The story of Devenish Island
Devenish — Daimhinis, 'ox island' — was founded in the 6th century by St Molaise, and grew into the most important of the many monasteries scattered across Lough Erne. Known as 'Devenish of the Assemblies', it was a gathering place for churchmen and chieftains. Like most early Irish monasteries it was raided by Vikings, who burned it in 837, and it was burned again in 1157.
The monastery flourished through the Middle Ages. Its oldest standing buildings, the round tower and St Molaise's House, both date from the 12th century and carry accomplished Romanesque carving. The round tower, close to 100 feet tall, survives almost intact, its conical cap ringed by a cornice of sculptured heads — one of the finest examples of its kind in Ireland.

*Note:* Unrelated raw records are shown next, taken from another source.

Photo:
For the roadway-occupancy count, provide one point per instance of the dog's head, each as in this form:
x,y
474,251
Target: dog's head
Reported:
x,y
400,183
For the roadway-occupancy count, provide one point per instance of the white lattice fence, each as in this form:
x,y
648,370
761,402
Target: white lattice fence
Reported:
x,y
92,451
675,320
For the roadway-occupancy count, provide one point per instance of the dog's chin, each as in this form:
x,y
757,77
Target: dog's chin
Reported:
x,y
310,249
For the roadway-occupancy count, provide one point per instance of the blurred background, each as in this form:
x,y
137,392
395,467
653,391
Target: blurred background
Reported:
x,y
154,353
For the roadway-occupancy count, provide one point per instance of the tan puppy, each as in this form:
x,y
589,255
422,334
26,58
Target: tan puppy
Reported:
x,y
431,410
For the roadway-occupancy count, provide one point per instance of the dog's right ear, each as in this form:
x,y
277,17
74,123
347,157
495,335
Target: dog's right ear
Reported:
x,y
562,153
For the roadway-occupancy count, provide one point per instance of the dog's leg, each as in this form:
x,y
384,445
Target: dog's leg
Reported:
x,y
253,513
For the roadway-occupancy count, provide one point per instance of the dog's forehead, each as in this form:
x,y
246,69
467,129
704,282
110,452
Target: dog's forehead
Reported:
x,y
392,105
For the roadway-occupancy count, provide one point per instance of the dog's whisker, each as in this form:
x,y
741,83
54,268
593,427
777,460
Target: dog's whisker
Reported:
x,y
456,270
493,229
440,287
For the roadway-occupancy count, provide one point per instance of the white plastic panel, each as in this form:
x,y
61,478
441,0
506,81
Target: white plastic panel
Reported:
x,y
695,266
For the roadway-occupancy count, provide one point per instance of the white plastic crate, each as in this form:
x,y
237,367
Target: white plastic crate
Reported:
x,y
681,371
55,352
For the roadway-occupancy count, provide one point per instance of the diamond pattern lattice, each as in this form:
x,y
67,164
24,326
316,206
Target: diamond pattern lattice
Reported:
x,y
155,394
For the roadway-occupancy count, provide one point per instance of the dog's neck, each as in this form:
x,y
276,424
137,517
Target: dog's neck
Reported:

More buildings followed. Teampull Mór, the lower church, was begun in the early 13th century and extended around 1300, gaining a residential wing and the Maguire Chapel with its 17th-century heraldic slabs. On the hilltop, St Mary's Augustinian Priory was built in the mid-15th and early 16th centuries with a church, tower and small cloister, and an intricately carved high cross stands in its graveyard.
Today the ruins are a state-care monument looked after by the Department for Communities, open free to anyone willing to make the short crossing. Little else has changed the island, which is why a visit still feels close to the monastery the monks knew.